Why God Broke Our Church Windows

by William Hagenbuch

A tremendous hailstorm walloped the First Congregational-United Church of Christ in Harford, the oldest church in Susquehanna County, on May 15th. All eight windows on the church’s West side looked as if they’d been punched by grenades of ice. Shattered glass landed everywhere, including some thirty feet from the broken windows. The holes in the shades look like they have been through a battle and lost. The carpet remains wet some 16 hours after the rain finally moved through.

Judy Mitchell, our church secretary, was working in the office in the addition opposite the West windows when this all happened. Her first posted picture of the event did not prepare me for what I saw live.

Why God Broke Our Church Windows

In hindsight, I guess nothing could have prepared me for what I saw firsthand. As much as a sanctuary can be the source of a pastor’s gray hair at times (lighting, sound and siding issues really don’t thrill us on an ongoing basis, and yes, this is true), what I felt when I entered the sanctuary is what every pastor feels when he or she enters a holy place that had been suddenly shattered: we realize what we value, and that is God. Particularly, we appreciate God’s proximity.

Like Moses and the burning bush, I felt God’s physical proximity like I never have before. And God had a perfectly timed message for us. This past Sunday, May 20th, was Pentecost, the Christian festival celebrating the descent of the Holy Spirit on the disciples of Jesus after his Ascension, held on the seventh Sunday after Easter.

The descent of the Holy Spirit is upon us now as it was during that worship service where God presented God’s self through a mighty windstorm (Acts 2:1-13). Following this storm, which was similar to ours here last week, something amazing happened. Despite different languages being spoken, everyone understood everyone else in that sanctuary after the Holy Spirit blew through. For example, if you didn’t understand Hebrew being spoken, you could clearly understand that language that day.

That same multilingual Spirit is still blowing through today. Churches with this Spirit realize unintentional yet present compartmentalization—an “us” and “them” mentality. We don’t stay divided, or different. For instance, denominational lines that were once key during the Reformation are becoming thinner and thinner each year creating one ecumenical language, not dozens of them. This unified language isn’t sudden. It’s been happening for generations now says Phyllis Tickle, author of The Great Emergence. It’s only now that we are beginning to see it.
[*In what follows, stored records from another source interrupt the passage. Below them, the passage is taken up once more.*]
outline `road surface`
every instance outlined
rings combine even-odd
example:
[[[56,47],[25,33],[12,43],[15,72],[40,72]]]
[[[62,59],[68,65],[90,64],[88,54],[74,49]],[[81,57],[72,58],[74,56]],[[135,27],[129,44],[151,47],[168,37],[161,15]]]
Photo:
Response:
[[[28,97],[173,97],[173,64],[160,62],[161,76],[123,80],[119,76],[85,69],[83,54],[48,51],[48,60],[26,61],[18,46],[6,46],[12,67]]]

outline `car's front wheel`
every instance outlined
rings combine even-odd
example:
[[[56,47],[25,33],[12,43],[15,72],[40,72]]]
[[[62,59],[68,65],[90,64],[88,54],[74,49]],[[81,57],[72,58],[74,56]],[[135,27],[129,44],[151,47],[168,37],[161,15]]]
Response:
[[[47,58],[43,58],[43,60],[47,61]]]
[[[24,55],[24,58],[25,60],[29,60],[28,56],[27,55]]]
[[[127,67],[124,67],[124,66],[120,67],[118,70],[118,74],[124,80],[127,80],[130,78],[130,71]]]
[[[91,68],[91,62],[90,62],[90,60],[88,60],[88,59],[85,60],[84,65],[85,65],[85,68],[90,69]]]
First Congregational-UCC isn’t the only church aware of other “languages” spoken; in the heart of every Christian is the awareness of all individuals, not just those who think, pray and respond as if in a club with monovision. It is not and will not always be easy to be radically inclusive of all, but Tickle, chronicles the struggles of church conflict since its inception, makes those who love Jesus also value the history lessons we are still learning from having 2,000 years of conflict resolution.

Loving out loud is never easy. It never will be. But that doesn’t mean we stop. Instead, we embrace scholarship from authors like Tickle and study our past so that we can love out loud even more intentionally everyone in every language out there.

God broke our church windows so that we could experience the same fresh wind of new change from a 2,000-year-old story. Let this wind find you, too.